The Bury Schools Partnership was launched earlier this year with the aim of making sure the transition from three-tier to two-tier education goes as smoothly as possible.

The proposals will have implications for the 13 primary schools, three middle schools and King Edward VI School which are in the partnership.

But County Upper School, Horringer Court Middle School, Westley Middle School and Barrow CEVC Primary School, which together make up the Bury St Edmunds Academy Trust, will not be part of the consultation.

Mrs Stodart added: “Bury Schools Partnership want us to move ahead with the reorganisation in the town because they want consistency with the rest of the county and the rest of the country. They don’t want to be a small island of three-tier, they want to have one point of transfer for young people.”

Graham White, secretary of the Suffolk branch of the National Union of Teachers (NUT), said: “I don’t think the whole SOR process is well enough thought out.

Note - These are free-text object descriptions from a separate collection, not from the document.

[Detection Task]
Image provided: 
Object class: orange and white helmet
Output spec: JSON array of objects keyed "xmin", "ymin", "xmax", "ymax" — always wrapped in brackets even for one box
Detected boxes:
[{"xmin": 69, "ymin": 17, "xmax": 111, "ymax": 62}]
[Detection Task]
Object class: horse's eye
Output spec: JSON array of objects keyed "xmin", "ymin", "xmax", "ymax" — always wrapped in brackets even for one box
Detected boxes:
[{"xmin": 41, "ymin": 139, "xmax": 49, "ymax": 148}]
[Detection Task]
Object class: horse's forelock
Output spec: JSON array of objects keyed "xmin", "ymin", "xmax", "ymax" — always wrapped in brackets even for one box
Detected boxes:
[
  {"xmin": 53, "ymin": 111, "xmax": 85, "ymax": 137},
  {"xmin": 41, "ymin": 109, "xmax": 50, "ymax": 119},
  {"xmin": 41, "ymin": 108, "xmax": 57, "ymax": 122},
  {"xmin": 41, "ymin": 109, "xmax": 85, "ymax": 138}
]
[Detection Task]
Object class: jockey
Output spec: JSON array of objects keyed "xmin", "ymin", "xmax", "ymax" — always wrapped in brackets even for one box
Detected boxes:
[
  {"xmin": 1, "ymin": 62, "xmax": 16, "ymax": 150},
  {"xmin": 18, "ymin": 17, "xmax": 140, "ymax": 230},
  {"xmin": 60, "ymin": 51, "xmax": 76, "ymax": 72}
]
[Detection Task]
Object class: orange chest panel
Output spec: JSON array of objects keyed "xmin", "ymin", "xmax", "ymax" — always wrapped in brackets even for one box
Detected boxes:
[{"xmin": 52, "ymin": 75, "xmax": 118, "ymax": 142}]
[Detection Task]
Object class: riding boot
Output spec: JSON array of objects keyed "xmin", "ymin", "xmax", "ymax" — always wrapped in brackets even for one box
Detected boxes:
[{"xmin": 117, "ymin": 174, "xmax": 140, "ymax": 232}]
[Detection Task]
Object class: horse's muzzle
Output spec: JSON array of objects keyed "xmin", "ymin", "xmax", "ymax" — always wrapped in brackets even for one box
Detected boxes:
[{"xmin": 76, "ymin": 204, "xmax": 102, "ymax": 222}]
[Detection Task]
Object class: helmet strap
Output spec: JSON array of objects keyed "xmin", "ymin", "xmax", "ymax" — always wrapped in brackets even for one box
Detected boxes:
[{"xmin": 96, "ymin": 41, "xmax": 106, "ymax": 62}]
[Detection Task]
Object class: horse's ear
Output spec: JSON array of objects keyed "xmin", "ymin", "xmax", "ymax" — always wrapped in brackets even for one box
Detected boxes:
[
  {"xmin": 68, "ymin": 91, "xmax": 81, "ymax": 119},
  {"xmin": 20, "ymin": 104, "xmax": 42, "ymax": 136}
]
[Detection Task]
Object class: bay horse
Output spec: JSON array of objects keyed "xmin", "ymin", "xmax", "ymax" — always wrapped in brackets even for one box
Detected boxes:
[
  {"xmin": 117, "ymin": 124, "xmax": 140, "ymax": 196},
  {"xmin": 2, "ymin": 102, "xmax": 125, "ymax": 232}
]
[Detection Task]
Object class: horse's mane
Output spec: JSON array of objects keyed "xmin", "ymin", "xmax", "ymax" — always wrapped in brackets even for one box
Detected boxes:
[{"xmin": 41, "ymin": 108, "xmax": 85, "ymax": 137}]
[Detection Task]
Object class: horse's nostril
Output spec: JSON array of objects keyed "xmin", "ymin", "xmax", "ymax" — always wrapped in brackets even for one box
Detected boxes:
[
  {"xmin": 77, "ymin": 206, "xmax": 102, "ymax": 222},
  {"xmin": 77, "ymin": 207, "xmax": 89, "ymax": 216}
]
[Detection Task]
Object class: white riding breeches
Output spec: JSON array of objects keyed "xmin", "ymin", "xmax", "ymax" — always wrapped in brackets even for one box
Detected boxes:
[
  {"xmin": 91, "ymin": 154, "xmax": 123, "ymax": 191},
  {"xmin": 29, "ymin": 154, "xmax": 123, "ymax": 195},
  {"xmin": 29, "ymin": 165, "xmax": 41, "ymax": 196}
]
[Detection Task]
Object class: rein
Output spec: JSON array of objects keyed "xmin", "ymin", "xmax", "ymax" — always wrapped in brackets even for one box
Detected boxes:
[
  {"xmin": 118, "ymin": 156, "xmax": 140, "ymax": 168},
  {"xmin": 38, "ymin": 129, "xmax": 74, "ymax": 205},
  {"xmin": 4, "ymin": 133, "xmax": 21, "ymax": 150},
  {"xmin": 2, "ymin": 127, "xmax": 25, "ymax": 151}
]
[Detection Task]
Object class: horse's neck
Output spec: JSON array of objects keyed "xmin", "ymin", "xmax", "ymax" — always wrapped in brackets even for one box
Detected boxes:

I don’t think there are sufficiently strong arguments in terms of getting rid of the middle schools.

“The middle schools are doing a really good job.”

Geoff Barton, headteacher of King Edward VI School, said: “I think for all of us, whether in the Bury Academy Trust or Bury Schools Partnership, we are determined this is not going to become a political issue.”

He added while the co-existence of the all-through trust system and two-tier could be confusing for parents, they had choice as to where to send their children.

The consultation runs from October 7 to December 13.